Wie haben Sie selbst die Zusammenarbeit empfunden?

Für mich war das eine sehr schöne und intensive Drehzeit, weil die Kinder einfach bezaubernd sind und einem einen ganz ungefilterten Blick auf die Welt schenken. Ich hätte mich vor dem Film schon als offen und angstfrei beschrieben. Aber wenn man so engen Kontakt hat zu behinderten Kindern, erfordert das eine intensive Beschäftigung. Behinderte Menschen brauchen Zeit, Aufmerksamkeit und Geduld. Drei Dinge, die in unserer Zeit sehr selten geworden sind. Unsere Gesellschaft hat den Hang zur Norm, zur Perfektion. Aber ich glaube, gerade das Abweichende von der Norm macht das Leben spannend. Das ist doch ähnlich wie in der Kunst: Alle wollen besondere Filme, aber wehe, es weicht dann doch von den vertrauten Wahrnehmungen und Sehgewohnheiten ab!

Sie haben sich schon oft mit Figuren im Kontext des Nationalsozialismus beschäftigt. Was hat Sie an diesem Klinikchef Veithausen interessiert?

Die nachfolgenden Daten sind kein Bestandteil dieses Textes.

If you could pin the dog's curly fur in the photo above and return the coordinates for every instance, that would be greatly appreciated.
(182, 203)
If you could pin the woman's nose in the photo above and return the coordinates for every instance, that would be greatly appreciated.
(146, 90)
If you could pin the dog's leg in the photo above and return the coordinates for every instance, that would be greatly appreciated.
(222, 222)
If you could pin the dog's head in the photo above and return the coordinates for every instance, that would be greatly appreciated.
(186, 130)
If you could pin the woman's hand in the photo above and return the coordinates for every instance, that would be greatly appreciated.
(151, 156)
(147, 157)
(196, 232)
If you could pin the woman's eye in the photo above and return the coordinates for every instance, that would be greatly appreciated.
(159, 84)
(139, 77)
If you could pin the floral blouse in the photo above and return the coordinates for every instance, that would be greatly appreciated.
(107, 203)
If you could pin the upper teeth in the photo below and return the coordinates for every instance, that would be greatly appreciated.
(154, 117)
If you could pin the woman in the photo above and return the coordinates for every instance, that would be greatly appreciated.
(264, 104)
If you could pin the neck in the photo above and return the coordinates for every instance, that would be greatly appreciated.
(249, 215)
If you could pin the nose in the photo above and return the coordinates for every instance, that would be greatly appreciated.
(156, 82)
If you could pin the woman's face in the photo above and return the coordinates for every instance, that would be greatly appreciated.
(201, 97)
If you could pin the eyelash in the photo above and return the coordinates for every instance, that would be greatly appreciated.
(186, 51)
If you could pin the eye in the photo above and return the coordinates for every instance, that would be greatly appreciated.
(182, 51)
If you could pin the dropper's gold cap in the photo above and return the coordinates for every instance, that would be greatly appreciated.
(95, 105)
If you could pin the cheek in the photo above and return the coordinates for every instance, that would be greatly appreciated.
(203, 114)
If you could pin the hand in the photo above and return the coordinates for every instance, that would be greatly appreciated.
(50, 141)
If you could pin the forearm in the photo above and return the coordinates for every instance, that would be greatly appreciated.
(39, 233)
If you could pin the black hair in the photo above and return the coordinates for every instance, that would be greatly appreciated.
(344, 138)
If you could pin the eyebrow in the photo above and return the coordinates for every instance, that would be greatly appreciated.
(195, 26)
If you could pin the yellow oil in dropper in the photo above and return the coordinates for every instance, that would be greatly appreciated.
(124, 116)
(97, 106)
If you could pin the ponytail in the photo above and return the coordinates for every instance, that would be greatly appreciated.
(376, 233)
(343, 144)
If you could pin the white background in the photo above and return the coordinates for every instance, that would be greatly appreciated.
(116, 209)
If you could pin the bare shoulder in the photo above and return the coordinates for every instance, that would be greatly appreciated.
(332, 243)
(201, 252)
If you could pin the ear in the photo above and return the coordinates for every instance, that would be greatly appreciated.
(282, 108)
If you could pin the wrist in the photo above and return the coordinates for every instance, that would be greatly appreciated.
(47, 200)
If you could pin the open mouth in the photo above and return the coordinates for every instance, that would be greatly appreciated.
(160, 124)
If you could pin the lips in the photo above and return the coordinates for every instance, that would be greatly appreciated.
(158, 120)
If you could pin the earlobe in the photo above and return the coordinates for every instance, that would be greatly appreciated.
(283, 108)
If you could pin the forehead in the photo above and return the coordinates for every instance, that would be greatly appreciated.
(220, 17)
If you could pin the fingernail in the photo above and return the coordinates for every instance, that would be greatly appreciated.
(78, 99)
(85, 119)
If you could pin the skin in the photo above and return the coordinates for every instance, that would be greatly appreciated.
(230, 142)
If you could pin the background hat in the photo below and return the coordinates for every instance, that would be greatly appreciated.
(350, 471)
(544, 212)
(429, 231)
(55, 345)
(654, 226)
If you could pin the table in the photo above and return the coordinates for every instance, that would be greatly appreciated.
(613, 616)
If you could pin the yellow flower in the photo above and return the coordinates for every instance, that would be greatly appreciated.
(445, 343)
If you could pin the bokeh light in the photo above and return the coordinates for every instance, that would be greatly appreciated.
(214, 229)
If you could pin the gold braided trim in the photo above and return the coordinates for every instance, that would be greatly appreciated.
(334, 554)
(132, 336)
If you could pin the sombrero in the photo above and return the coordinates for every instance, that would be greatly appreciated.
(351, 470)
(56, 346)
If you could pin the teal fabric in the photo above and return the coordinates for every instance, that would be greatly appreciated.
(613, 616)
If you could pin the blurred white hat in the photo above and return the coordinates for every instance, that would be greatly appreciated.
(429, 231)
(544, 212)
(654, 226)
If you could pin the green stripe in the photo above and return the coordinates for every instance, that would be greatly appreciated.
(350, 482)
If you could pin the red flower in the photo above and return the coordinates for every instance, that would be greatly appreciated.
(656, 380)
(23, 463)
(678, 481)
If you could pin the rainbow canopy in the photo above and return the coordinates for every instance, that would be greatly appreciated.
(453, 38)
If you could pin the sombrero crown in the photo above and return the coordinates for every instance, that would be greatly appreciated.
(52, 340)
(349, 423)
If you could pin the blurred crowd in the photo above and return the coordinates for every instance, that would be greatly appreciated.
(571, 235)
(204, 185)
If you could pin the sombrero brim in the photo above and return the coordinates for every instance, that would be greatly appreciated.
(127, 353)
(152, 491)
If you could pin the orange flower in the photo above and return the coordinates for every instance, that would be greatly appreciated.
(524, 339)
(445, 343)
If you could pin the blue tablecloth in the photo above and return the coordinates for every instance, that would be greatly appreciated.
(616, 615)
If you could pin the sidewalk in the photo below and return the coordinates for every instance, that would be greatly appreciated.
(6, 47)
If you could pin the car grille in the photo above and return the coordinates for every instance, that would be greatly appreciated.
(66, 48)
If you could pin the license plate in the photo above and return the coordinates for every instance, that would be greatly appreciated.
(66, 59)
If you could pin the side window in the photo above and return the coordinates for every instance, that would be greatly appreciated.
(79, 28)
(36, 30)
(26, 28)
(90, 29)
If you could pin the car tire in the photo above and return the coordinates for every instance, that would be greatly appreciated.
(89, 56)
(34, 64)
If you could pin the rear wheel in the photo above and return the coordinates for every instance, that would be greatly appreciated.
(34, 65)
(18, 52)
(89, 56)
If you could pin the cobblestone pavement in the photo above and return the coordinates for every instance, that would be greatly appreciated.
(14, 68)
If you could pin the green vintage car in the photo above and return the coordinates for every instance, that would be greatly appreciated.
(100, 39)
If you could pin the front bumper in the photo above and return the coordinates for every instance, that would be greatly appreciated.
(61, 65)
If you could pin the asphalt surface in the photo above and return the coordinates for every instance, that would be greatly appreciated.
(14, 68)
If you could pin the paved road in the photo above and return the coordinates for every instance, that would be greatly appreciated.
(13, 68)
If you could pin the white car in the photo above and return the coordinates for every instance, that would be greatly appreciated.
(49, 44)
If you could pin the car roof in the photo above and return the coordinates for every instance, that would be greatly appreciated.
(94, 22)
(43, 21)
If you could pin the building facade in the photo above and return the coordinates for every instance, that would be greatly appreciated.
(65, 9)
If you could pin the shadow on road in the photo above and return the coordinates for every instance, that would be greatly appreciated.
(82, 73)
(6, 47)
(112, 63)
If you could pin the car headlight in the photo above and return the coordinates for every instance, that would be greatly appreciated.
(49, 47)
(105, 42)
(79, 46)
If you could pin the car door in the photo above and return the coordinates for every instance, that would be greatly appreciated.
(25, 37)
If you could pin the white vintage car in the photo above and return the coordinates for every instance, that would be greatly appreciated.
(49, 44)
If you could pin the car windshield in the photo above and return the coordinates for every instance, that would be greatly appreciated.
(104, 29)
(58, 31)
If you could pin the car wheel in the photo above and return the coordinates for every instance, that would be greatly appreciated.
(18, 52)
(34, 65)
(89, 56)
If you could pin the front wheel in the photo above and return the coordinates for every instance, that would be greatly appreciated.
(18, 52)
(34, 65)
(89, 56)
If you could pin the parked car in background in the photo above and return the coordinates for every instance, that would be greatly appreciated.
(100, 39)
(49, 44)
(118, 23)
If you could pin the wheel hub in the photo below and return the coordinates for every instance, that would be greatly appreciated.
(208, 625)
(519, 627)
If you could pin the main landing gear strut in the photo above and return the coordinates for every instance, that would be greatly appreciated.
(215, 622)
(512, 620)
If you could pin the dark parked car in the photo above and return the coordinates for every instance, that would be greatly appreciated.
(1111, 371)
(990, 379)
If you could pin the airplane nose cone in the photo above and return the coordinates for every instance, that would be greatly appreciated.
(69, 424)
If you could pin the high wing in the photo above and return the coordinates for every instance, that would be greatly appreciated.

Zunächst einmal wollte ich nicht, dass das so ein Oberböser ist, der von seinem Büro aus das Töten organisiert. Ich habe versucht, Veithausen von der wissenschaftlichen Seite zu zeichnen. Er war auch kein Vollblut-Nazi, er war ein Ver-Rückter in gewisser Hinsicht. Verrückt sein heißt ja auch, eine Wahrnehmung zu verrücken. Das hat etwas Schizophrenes. Er glaubte wohl tatsächlich, eine bedeutende Aufgabe zu erfüllen. Denn jedes Bett, das durch seinen Todesbefehl frei wurde, machte Platz für einen, der die Chance hatte, gesund zu werden.